Some mid-sized cities are struggling to deliver bus shelters to the marginalized neighborhoods that need them most, according to a new study that also suggested a new method by which agencies and advocates can identify other ways to make our transit networks more equitable.
Researchers at Virginia Tech used the power of AI to rapidly map the distribution of bus shelters in 20 cities across the U.S., with a focus on medium-sized communities with high bus ridership but few resources to maintain up-to-date inventories of their stops. And in too many places, that lack of resources can leave riders with downright sorry places to wait, and advocates with little data on how their networks measure up to their peers, short of calling up other agencies one by by one or scouring Google Street View images manually.

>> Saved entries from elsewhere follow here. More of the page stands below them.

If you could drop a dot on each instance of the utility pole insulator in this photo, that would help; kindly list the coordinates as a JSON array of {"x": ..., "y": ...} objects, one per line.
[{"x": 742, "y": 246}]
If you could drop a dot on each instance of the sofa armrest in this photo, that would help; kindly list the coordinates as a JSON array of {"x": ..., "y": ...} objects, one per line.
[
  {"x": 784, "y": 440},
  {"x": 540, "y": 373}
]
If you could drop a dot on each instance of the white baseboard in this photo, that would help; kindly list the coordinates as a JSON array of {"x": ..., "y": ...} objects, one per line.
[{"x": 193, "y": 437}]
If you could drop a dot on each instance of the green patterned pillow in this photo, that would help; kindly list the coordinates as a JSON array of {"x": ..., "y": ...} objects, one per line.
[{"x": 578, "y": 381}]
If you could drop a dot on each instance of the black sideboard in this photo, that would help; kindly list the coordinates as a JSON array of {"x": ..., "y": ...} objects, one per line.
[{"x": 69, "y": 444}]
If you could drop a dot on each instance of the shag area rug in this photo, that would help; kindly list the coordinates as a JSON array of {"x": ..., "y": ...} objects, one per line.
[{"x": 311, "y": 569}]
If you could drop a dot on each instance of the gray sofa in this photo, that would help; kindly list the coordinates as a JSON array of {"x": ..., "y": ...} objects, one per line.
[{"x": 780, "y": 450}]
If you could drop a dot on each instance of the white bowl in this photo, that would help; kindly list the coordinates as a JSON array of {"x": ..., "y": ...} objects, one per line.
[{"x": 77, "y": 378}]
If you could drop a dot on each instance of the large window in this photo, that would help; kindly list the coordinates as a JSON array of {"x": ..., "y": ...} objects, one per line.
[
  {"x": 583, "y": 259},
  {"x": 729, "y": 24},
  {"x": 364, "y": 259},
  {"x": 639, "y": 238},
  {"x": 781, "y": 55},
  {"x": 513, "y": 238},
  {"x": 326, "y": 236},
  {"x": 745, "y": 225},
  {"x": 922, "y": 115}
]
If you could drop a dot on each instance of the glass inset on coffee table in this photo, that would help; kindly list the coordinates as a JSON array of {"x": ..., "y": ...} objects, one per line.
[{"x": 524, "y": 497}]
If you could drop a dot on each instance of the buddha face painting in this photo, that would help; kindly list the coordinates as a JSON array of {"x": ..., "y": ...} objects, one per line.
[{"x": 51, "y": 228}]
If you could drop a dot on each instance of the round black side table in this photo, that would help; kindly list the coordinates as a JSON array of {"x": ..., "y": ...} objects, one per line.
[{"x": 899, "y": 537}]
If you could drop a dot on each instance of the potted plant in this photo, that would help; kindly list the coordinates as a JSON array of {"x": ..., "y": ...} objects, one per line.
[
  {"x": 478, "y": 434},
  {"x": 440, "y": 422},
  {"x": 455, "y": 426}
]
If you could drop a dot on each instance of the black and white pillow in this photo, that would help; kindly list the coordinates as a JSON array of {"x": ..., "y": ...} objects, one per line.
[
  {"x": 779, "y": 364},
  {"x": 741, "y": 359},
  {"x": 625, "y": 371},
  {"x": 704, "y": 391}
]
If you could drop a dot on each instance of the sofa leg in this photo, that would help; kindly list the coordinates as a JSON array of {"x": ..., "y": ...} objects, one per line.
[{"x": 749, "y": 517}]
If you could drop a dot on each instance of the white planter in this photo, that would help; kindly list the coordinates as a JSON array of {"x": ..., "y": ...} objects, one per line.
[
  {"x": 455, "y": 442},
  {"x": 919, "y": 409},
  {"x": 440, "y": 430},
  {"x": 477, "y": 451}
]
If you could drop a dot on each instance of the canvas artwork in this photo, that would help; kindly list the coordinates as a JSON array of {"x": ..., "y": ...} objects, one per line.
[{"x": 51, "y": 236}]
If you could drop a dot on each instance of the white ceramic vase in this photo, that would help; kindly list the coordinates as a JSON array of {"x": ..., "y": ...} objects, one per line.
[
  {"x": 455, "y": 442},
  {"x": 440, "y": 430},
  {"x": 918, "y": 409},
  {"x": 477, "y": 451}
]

"In the US, there are some bus stops where it's hard to even tell if it’s a bus stop or not, because it’s just a metal bar with no shade or benches," said Junghwan Kim, the director of the Smart Cities for Good research group and the lead author of the paper. "Previous behavior studies show that having more amenities really positively affects the utility of people’s trips — but data [on the prevalence of those amenities] just isn’t available."
Here's the good news: Of the 20 mid-sized cities on the researchers' list — which, perhaps unsurprisingly, was dominated by college towns — nearly all (18) did a solid job of concentrating their shelters in areas with a high population density and lots of likely riders.
In four cities, though — Ames and Iowa City, as well as Durham, N.C. and Bellingham, Wash. — agencies were less likely to provide shelters at stops in neighborhoods of color, whose residents are statistically more likely to rely on public transit to get around than their white counterparts. And because the absence of shelters can actually make wait times feel longer and decrease overall ridership over time, that has big implications for transportation equity.
"[Communities of color] are the ones who really need the bus," said Kim. "Having more bus shelters and good bus shelters would benefit them a lot. And when there are cities that have fewer bus shelters in minority neighborhoods, that’s a problem from a mobility justice perspective."
Meanwhile, even the best-sheltered cities on the list were only able to offer awnings to about half of stops, with the worst offering them to roughly one-third.
Kim is careful to note that he "in no way" intends to "blame" those agencies for their lack of equitably distributed shelters, and that he hopes his research can be a "starting point for conversation" about the structural reasons why so many agencies struggling to deliver even the basics. And if technology can help amass and analyze better data about bus stops across the country, it could help agencies and advocates fight to increase funding streams to improve them — and someday, put a shelter at every stop they feasibly can.
Eventually, Kim hopes that machine learning can help identify other opportunities to improve bus stops, too — especially as the images that AI learns from continue to improve. While the bus shelter study relied on Google images taken by car-mounted cameras, he's developing a scooter-mounted camera system that can safely mingle on the sidewalk with pedestrians, and get detailed information on opportunities to transform sorry bus stops into superb ones.
"[We need to talk about] other factors, like whether there are benches or not, garbage cans or not, lights or not, good signage or not," added Kim. "Eventually, we want to develop a more robust and comprehensive deep learning model to incorporate many factors of the bus stop experience."